パートナー通信 No.60

目次

子どもの権利条約批准20周年と子どもの権利 代表 大浦暁生

あけましておめでとうございます。本年もどうぞよろしくお願い申し上げます。
 国連に対する次回の「市民・NGO報告書」をつくる仕事がいよいよ本年から始まります。まだ基礎的な作業ですが、それに先がけ昨年12月6日と7日、「DCI日本」と「子どもの権利条約市民・NGO報告書をつくる会」(以下「つくる会」)が合同で、子どもの権利条約批准20周年を記念する集会を開きました。昨年は日本が条約を批准して20年にあたりますが、DCI日本が設立されて20年でもあったのです。

 集会では、子育てや教育の場で子どもたちが現在どのような状況にあるかが具体的事例で示されるとともに、この20年で子どもの権利に関する考え方がどう変わり、また現在の社会状況はどうかという基本的な問題が提起されました。子どもの現状の事例は次ページに譲るとして、まず基本的な問題を考えてみましょう。
 子どもの権利への考え方がどう変わったかは、DCI日本の福田代表が話しました。意見表明権の解釈に関わりますが、以前は「自己決定的子どもの権利論」が主流で、子どもは自分のことを自分で決定すべきだとされていました。しかし2005年ごろから、ある年齢以下の子どもに自己決定はむりだという考えが出て、「助けてくれ!」といういわば「欲求表明権」をどう保障するかが問題になってきた、というのです。
 そこで生まれたのが「関係的子どもの権利論」で、大人と子どもの人間関係を重視する考え方です。つまり、大人は子どもの欲求をありのままに受け止め、それに応えてその実現に努力しなければならない。「受容的・応答的対応」とも呼ばれる理由でしょう。この関係性は子どもの自己肯定を促し、大人をも成長させる。「好きな人といっしょに生きる」という生物としての愛情を育み、生命を豊かにするというのです。
 愛情と生命を高めるとは初めて聞きましたが、なるほどと思えます。しかし、「関係的子どもの権利論」が子どもの自己決定の権利を尊重することと矛盾するとは思えません。

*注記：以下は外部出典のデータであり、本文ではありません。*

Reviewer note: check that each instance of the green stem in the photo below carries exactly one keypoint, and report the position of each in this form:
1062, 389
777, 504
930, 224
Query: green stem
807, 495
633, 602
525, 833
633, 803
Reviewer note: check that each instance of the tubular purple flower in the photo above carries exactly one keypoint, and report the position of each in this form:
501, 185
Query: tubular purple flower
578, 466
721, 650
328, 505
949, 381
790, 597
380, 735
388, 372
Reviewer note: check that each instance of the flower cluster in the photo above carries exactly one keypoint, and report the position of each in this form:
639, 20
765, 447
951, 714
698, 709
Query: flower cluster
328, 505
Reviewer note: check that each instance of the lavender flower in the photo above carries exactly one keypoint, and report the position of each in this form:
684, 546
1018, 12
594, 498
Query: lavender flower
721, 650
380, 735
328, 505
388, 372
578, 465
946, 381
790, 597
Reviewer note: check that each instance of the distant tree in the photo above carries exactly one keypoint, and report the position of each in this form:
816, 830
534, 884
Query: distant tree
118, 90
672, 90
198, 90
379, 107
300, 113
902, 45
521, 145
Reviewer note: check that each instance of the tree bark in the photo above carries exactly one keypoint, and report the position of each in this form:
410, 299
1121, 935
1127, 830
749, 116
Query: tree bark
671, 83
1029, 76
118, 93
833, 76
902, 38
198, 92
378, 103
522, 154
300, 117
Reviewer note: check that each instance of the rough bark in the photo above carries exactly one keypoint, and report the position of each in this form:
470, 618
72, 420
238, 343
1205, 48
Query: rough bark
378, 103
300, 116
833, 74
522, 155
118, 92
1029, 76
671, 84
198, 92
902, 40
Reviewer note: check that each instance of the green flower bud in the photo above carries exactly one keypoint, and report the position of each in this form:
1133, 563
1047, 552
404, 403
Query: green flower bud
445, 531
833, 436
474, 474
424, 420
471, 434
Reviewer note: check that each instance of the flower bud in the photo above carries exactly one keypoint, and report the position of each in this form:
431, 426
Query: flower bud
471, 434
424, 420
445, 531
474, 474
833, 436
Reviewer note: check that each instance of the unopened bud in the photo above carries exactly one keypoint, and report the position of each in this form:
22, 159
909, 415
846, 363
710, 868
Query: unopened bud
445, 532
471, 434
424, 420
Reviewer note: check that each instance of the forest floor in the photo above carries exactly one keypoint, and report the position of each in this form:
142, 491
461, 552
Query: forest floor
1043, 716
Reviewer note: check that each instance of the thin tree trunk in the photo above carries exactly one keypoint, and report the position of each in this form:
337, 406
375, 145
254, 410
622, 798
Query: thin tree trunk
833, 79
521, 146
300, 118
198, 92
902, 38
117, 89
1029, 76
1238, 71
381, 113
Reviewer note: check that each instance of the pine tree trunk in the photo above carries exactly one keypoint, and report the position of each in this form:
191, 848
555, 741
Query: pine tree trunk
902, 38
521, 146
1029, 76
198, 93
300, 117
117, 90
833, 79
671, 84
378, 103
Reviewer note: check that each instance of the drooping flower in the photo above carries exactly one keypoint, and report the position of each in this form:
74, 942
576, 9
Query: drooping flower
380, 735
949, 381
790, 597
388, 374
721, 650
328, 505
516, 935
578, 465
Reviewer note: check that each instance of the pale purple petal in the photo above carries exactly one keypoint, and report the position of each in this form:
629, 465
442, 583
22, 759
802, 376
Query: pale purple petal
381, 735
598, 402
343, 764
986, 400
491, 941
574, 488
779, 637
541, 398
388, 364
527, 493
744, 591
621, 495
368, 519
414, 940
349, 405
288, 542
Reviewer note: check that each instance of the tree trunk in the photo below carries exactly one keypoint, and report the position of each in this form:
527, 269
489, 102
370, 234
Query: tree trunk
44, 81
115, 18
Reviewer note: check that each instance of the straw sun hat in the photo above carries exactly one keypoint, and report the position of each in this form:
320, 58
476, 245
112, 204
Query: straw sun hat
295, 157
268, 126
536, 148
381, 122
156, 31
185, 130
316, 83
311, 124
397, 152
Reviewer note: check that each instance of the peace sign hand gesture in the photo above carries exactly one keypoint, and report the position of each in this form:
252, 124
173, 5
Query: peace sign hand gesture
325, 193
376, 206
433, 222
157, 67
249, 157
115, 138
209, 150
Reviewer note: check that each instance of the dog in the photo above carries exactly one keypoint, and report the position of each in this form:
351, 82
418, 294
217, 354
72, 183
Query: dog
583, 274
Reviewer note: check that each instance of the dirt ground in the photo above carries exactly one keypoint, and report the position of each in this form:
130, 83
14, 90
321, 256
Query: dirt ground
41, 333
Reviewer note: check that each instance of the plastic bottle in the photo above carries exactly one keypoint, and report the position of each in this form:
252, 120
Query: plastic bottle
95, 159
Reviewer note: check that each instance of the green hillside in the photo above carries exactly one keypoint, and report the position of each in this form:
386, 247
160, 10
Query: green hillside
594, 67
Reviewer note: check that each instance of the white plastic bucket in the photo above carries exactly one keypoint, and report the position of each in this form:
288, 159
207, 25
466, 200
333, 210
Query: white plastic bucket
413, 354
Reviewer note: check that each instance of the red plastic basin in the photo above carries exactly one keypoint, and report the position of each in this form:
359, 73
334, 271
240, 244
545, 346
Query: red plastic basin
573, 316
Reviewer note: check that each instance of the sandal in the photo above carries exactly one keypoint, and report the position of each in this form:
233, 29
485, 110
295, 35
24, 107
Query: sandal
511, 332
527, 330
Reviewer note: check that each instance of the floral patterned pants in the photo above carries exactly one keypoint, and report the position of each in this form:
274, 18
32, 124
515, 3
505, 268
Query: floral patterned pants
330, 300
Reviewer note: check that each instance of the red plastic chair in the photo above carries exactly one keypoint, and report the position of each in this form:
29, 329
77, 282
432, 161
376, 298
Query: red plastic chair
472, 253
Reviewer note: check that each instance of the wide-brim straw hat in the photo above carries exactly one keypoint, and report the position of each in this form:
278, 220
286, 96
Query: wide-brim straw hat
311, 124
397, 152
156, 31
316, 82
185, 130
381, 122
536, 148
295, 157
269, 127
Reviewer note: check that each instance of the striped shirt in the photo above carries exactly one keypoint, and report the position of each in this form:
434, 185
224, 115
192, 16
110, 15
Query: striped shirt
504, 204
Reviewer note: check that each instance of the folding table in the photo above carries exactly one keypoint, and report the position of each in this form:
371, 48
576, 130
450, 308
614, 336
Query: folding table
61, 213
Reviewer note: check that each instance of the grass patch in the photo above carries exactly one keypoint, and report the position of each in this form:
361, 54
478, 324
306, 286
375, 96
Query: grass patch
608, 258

親や教師など身近な大人に安心してなんでも言える関係が構築され、大人も子どもと率直に話し合うことができれば、子どもの自己決定の能力はむしろ伸びるのではありませんか。
 意見表明権に関わって集会第1日には、東日本大震災の津波で多数の犠牲者を出した石巻市立大川小学校の生存者・卒業生たち子ども6人が登場し、「大川小を震災遺構として残してほしい」と訴えました。この訴えを大人たちは理解してその実現に向けた行動を支援し、子どもたちも自分自身で関係方面に働きかける力をさらに強めてゆくでしょう。
 子どもをめぐる現在の社会状況については、「つくる会」の世取山事務局長が報告しました。現代国家は企業国家になっている、新自由主義を基本に規制緩和と法人税減税を進め、多国籍企業の利益を最優先している、といいます。そのしわ寄せは子どもにも及んでいて、競争主義が強まり貧困が広がるとともに、いじめ、不登校、校内暴力、自殺などが多発し、子どもが「孤立」する状況になっている、というのです。
 現状の具体例は次ページに示されますが、こうした状況から子どもを守る上で日本政府に対する国連の「第3回勧告」は実に有意義です。しかし勧告は、企業に対する規制や過度に競争主義的な教育環境の見直しを説くものの、子どもと大人の関係性の貧困を生存と発達の問題として論じていないなど物足りなさもある、と世取山さんは指摘します。
 今年から始まる国連への「市民・NGO報告書」づくりが私たちの大きな課題であることは言うまでもありません。子どもたちの現状を具体的に見据えながら、子どもたちを守る道も明らかにしたいものです。